The Committee will hold a hearing entitled, The Financial Consumer Hotline Act of 2007: Providing Consumers with Easy Access to the Appropriate Banking Regulator on December 12.
California Strategy
On the West Coast, meanwhile, California Governor Arnold Schwarzenegger brokered a deal in November with that state's four largest lenders, including Countrywide, to continue low introductory rates on subprime ARMs.
Eva Weber, an analyst with the Aite Group, told Credit Union Times that "the California experiment has implications for the whole country and regulators will be watching closely, as shockwaves from a slumping mortgage market are bad news all around."
But Weber found it debatable that lenders would voluntarily keep rates frozen. "I just don't see it happening on a scale large enough." Again, details of what entities would lose out are unknown. "When mortgage are packaged and sold off money is paid and this buries the risk.
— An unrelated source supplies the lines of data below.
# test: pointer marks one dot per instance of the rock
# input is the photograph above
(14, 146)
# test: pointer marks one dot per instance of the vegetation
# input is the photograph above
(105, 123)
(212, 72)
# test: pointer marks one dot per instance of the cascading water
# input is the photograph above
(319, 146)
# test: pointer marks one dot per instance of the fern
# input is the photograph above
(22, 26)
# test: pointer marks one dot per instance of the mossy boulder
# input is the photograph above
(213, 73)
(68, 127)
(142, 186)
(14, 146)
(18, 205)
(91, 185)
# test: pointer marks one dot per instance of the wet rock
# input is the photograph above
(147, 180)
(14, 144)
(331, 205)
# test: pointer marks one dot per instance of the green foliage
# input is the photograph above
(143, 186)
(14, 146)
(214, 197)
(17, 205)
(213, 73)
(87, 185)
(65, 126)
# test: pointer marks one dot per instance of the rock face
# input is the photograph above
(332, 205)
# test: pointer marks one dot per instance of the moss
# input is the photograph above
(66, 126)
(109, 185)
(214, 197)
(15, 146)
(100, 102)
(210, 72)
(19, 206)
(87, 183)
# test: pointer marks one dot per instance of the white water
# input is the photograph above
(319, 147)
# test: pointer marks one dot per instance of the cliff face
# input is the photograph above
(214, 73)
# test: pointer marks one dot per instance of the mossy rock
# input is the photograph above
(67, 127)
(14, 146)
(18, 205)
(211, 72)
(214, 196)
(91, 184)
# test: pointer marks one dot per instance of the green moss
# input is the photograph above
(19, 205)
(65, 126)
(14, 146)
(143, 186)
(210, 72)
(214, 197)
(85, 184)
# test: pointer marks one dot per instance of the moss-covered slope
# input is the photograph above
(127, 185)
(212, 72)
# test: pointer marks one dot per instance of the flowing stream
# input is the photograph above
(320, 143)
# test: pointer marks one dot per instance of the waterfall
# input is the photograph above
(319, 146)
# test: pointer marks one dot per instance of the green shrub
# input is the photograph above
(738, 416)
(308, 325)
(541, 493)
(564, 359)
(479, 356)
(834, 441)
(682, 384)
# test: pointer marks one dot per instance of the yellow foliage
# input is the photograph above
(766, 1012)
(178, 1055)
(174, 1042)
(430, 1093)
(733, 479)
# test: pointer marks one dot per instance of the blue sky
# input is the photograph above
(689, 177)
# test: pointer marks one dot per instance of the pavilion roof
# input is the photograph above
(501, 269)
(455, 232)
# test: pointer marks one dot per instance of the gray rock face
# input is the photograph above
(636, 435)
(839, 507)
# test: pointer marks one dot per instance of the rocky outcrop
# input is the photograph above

Are those investors to be left out?" Weber asked. California has a high percentage of these kinds of loans, so the state is trying to stop the bleeding, and other governors and states may pick up on the idea. "But it's still just a small portion of the overall problem," Weber said.
Assembly Speaker Fabian Nunez asked for a legislative session to address possible reforms. "In the end, states may prove more nimble than federal regulators in passing mortgage reforms, but undoing the damage already done may prove more difficult," said Weber.
In the Keystone State, Secretary of Banking Steve Kaplan urged Pennsylvania lawmakers to pass stronger laws to protect borrowers against abusive lending practices and prevent foreclosures. He also urged passage of House Resolution 415, which would call on Congress to freeze existing mortgages and declare a moratorium on foreclosures. But he warned that any federal action would not prevent Pennsylvania from taking preventive measures of its own.
"So much depends on how lenders respond," said Weber. "Will they create a fast track or drag their feet, and will it be enough? That's the question. Congress will eventually have to do something. The problem is so large and wide-scale, but I don't see anything like an S&L bailout."